Delete with approval + rollback demo (using default `policy.yaml`):

```bash
# 1) Write a file
curl -s -X POST http://127.0.0.1:8000/actions/execute \
  -H 'content-type: application/json' \
  -d @examples/action_write_ok.json

# 2) Execute delete without approval_id -> returns decision=needs_approval + approval_id
curl -s -X POST http://127.0.0.1:8000/actions/execute \
  -H 'content-type: application/json' \
  -d @examples/action_delete_file.json

# 3) Approve it
curl -s -X POST http://127.0.0.1:8000/approvals/<approval_id>/approve \
  -H 'content-type: application/json' \
  -d '{"decided_by":"admin","note":"approved"}'

# 4) Re-execute delete with meta.approval_id
jq --arg approval_id "<approval_id>" '.meta += {approval_id:$approval_id}' examples/action_delete_file.json | \
  curl -s -X POST http://127.0.0.1:8000/actions/execute \
  -H 'content-type: application/json' \
  -d @-

# 5) Roll back the delete by action_id
curl -s -X POST http://127.0.0.1:8000/rollback/delete-1 \
  -H 'content-type: application/json' \
  -d '{"dry_run":false}'

# 6) Verify restored file content
cat workspace/demo/hello.txt
```

## CLI Usage
The CLI wraps the same EnforcementEngine used by the SDK and API.

Validate from JSON file:

```bash
python -m suvra.cli validate examples/action_write_ok.json
```

Execute from JSON file:

```bash
python -m suvra.cli execute examples/action_write_ok.json
```

Execute dry-run:

```bash
python -m suvra.cli execute examples/action_write_ok.json --dry-run
```

Run tests:

```bash
pytest
```

## Dashboard

Start the server:

```bash
suvra serve
```

Then open `http://127.0.0.1:8000/dashboard`.

## Feedback

Suvra is currently in soft beta.

If you're experimenting with it in OpenClaw or other agent frameworks and have feedback, ideas, or edge cases to report, feel free to reach out.

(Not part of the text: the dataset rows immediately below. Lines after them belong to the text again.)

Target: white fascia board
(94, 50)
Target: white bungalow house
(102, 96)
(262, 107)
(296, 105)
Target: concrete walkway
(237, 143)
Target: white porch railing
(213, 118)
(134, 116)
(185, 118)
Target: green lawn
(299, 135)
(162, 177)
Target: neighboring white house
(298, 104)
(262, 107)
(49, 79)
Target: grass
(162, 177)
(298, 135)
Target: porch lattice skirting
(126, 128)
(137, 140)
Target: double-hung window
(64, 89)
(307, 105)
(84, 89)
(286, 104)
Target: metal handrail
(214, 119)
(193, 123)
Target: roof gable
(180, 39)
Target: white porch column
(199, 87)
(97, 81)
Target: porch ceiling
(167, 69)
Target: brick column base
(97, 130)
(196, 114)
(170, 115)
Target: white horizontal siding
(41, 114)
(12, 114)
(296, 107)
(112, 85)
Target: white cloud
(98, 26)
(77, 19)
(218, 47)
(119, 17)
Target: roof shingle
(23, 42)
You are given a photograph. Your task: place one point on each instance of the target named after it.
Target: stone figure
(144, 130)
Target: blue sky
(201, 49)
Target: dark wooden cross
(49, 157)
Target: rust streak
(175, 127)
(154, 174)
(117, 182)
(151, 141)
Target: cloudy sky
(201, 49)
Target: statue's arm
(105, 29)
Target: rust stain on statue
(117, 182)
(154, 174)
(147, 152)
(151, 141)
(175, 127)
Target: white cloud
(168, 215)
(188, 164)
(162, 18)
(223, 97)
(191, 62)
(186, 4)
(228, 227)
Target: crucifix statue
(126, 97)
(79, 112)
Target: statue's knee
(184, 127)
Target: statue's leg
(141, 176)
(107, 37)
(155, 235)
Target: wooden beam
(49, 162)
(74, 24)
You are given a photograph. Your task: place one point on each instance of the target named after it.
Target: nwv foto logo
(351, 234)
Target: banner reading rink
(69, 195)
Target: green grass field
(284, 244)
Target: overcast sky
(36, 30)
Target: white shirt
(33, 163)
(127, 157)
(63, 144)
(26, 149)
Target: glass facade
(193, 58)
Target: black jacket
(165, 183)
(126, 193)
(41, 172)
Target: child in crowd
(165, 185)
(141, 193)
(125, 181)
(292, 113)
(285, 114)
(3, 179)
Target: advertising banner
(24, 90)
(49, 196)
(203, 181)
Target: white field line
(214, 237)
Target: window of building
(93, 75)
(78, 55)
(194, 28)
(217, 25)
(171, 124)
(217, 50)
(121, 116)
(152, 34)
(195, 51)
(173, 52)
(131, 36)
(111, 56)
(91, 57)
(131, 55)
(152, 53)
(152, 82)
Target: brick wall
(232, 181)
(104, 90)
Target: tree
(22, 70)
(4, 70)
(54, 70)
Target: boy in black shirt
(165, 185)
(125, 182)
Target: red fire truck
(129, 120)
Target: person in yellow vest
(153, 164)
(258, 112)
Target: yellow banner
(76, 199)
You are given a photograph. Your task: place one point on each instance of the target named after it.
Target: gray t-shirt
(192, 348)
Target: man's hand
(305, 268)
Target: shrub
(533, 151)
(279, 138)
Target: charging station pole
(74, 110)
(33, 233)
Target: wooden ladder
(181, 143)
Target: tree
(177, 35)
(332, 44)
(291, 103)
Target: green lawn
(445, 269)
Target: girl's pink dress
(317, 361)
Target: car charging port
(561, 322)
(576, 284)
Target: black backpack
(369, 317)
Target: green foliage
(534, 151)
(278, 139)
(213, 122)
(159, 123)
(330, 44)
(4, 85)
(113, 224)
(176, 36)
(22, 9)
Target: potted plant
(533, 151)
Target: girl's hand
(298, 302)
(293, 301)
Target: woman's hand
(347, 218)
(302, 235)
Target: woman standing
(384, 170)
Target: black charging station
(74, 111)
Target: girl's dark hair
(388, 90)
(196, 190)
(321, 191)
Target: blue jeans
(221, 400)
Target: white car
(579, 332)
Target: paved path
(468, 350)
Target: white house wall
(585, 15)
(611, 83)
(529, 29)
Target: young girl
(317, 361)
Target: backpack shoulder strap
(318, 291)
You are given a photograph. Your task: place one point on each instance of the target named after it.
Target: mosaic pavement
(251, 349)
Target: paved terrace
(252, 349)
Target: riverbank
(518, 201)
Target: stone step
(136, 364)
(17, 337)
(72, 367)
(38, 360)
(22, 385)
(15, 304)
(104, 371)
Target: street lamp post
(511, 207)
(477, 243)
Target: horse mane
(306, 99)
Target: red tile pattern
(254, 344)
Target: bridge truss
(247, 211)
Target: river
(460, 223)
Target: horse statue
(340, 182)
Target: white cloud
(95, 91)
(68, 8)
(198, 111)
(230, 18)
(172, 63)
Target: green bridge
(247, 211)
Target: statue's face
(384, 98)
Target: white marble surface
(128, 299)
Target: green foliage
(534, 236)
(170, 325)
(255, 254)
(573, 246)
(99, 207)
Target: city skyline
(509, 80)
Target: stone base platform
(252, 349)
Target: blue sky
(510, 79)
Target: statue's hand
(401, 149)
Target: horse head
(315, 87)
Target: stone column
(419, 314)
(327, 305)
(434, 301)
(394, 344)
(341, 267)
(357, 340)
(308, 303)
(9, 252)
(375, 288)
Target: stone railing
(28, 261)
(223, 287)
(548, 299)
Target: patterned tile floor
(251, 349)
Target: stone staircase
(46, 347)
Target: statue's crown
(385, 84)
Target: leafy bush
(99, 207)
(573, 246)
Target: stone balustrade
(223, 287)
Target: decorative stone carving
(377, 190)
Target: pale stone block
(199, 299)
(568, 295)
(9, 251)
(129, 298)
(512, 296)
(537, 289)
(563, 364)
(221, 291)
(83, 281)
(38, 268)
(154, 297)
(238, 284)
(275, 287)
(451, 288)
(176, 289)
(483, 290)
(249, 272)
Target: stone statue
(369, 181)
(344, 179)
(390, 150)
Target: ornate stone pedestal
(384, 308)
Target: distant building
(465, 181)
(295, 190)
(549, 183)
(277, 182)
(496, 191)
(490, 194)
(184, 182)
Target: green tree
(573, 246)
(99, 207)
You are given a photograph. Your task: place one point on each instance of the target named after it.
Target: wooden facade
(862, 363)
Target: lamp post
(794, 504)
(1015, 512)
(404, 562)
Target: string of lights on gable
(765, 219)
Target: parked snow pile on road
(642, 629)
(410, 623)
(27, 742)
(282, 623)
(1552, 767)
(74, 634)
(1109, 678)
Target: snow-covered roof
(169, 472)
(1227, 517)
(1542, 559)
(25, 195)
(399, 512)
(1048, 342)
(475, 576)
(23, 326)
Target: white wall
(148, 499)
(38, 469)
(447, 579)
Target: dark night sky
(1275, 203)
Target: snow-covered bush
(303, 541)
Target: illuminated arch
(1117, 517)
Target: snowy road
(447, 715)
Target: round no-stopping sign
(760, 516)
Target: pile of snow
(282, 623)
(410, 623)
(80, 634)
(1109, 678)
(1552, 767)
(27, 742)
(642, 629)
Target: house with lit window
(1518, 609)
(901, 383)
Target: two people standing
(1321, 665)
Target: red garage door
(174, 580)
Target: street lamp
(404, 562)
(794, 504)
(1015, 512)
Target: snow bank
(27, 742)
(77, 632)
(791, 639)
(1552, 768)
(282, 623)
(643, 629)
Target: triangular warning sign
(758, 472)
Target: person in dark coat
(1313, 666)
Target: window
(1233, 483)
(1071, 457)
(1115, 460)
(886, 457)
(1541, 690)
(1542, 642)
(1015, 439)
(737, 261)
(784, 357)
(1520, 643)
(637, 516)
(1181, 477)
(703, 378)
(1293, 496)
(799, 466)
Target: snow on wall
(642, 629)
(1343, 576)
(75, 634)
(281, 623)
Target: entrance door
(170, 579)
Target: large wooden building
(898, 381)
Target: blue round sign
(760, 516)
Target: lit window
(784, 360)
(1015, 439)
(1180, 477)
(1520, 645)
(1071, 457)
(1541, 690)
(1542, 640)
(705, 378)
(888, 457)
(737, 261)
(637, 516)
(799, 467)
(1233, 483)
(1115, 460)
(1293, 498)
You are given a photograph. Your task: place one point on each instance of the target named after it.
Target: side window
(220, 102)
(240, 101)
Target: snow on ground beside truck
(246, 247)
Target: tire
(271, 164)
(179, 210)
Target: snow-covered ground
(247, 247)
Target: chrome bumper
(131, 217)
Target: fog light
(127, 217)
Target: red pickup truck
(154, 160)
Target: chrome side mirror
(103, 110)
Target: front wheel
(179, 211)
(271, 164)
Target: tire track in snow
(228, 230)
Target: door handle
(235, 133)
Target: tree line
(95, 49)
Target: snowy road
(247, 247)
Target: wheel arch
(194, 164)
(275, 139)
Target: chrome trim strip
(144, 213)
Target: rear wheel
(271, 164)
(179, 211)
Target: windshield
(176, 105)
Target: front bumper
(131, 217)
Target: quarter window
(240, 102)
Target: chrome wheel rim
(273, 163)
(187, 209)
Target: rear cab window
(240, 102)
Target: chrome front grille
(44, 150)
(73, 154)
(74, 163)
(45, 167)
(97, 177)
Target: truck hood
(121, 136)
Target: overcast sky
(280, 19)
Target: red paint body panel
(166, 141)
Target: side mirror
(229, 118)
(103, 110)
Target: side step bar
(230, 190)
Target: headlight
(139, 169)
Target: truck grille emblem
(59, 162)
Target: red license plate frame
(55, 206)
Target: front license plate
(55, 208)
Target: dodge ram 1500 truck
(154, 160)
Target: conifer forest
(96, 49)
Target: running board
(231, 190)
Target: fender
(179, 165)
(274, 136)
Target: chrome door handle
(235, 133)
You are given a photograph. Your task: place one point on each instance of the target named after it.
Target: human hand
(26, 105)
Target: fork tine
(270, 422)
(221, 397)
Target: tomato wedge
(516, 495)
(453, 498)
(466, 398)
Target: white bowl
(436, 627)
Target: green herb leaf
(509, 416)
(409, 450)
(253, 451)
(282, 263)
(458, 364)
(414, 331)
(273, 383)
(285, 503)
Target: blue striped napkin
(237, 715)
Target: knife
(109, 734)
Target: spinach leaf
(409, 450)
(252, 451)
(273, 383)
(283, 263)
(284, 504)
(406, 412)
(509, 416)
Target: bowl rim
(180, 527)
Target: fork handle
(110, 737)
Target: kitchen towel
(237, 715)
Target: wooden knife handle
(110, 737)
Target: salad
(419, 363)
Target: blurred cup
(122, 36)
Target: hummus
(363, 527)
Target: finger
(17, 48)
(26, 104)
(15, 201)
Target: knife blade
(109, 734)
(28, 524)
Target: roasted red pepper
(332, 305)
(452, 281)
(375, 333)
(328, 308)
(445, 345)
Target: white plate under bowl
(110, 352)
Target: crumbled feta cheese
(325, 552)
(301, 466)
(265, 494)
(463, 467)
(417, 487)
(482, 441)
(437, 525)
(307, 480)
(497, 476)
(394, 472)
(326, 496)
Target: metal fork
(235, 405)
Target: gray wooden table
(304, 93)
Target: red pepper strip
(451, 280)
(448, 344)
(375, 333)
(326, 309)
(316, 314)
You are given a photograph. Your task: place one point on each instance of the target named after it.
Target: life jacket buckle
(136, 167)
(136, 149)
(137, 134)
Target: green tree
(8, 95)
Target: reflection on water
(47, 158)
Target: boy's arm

Early builder feedback is especially appreciated.

## Documentation Rule

Any change that affects:

- API endpoints
- Policy schema
- Enforcement logic
- Executors
- Enforcement modes
- Audit schema
- Dashboard routes
- SDK behavior
- Metrics

MUST update `docs/SUVRA_CONTEXT.md` in the same commit.

Commits modifying `core/` without updating `SUVRA_CONTEXT.md` are incomplete.

## License

MIT License. See the LICENSE file for details.